It is worth noting, however, that selected cases dataset was assembled by initial genetic screening of probands that satisfy NCCN genetic testing criteria [6]. If tested positive, they were not subsequently included in this study. Thus, genetically enriched cases have had more genetic screening and some diagnosed cases were removed before being entered in this study sample—likely attenuating the strength of association to the group with known autosomal dominant cancer predisposition genes.
Discussion
Overall, observed germline variation in both selected and unselected cases in established cancer susceptibility genes is linked to dominant cancer disorders, majorly represented by PTVs and has ultra-low frequency in population. While we observed ultra-rare missense variants enrichment in cancer, proportion of cases explained by this type of variation is likely very small. Understanding power limitations of our study and potential effects of imbalance between cancer cohort sizes, yet our results provide a reference point for allele frequencies and variation type for future search of new genes contributing to inherited cancer susceptibility through rare DNA variation. Unascertained for potential genetic enrichment “unselected” case cohort shows substantial prevalence of rare protein-truncating variation compared to controls, suggesting that cohort-based studies of rare variation in cancer might benefit from including sporadic cases. Cancer phenotypes in our case cohort potentially are of limited representation of rare cancer disorders that often have mendelian nature [7] or highly-heterogenous cancer phenotypes. We expect that overall majority of cancer cases would be explained by sporadic somatic variants and inherited polygenic risk (mostly driven by common DNA variation). On the opposite side, family-based studies of common cancer types are bound to ultra-rare DNA variation. Our results provide an informative reference for rare variation in cancer cohorts in comparison with control subjects aiding candidate variants search and prioritization.
Methods
Patient cohorts
Details could be found in Supplementary Methods. All case and control genotypes are publicly available through dbGAP database (unselected cases: phs000178.v1.p1, selected cases: phs000823.v1, phs000822.v1.p1, phs000824.v1.p1).

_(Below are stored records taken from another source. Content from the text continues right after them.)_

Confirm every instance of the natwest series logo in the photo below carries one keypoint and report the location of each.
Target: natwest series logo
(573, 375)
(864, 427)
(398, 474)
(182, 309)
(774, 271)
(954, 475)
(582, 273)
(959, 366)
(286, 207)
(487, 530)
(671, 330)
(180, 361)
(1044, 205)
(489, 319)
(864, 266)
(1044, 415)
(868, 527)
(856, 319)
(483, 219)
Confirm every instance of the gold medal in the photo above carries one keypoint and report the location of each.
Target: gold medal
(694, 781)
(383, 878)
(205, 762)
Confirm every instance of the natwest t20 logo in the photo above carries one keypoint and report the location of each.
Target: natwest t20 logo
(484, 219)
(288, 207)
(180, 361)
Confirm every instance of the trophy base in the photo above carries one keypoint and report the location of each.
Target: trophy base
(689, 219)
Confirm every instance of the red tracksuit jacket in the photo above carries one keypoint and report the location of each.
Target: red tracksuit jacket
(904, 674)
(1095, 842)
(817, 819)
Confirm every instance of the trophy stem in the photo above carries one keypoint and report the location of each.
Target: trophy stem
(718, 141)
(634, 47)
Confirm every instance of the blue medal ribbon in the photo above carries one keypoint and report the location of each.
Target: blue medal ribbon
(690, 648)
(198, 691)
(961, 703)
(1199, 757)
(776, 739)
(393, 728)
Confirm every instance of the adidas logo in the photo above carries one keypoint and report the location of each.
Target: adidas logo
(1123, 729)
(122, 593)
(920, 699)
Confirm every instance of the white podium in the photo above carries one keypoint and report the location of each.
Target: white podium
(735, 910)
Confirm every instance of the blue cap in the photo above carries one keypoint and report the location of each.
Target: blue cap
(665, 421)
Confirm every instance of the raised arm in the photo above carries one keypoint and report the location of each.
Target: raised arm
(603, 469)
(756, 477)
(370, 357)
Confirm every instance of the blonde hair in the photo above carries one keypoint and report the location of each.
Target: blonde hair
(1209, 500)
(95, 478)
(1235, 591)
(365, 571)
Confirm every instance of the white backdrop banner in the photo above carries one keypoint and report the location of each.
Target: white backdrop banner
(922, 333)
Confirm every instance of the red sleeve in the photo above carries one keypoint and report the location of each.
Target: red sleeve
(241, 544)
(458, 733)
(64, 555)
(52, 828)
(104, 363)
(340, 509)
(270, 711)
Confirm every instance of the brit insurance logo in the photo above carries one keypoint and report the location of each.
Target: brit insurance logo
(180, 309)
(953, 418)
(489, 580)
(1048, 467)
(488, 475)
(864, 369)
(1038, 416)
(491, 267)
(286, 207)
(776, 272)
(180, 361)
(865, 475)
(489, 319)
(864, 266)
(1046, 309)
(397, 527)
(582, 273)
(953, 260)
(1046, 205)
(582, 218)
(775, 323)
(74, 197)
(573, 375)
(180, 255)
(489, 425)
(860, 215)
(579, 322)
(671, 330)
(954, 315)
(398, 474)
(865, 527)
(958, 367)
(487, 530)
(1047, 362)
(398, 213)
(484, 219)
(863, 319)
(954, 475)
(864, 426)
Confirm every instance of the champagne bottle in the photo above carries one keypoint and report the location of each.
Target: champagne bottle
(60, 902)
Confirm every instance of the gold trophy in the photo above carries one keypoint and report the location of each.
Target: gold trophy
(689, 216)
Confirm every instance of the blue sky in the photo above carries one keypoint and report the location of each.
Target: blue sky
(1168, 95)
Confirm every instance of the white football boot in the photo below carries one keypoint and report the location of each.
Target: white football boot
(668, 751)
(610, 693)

Exome sequencing and variant calling
Whole exome libraries were prepared using a modified version of Agilent’s Exome Capture kit and protocol, automated on the Agilent Bravo and Hamilton Starlet, followed by sequencing on the Illumina HiSeq 2000 at the Broad Institute. We used an aggregated set of samples consented for joint variant calling resulting in 37,607 samples (Supplementary Table 1). BWA-MEM algorithm (version 0.7.12-r1039) [8] and the best-practices GATK/Picard Pipeline was used for raw data alignment, followed by single batch joint variant calling using GATK v3.1-144 Haplotype Caller [9–11]. The resulting dataset had 7,094,027 distinct variants. Selected variants in CDKN2A, BRCA1, and BAP1 were confirmed with Sanger sequencing.
Principal component analysis (PCA) on common (MAF > 5%) autosomal independent SNPs was performed with Eigenstrat [12]. Relatedness analysis among Europeans was conducted with PLINK [13] as suggested in the PLINK best practices. VEP [14] was used for functional annotation of the DNA variants. Common and rare variants analyses were conducted using PLINK/SEQ (https://atgu.mgh.harvard.edu/plinkseq/.PLINK/SEQ [Internet]).
Supplementary information
Acknowledgments
This research was supported by an NHGRI grant U54 HG003067 and MSKCC Core grant NIH P30CA008748.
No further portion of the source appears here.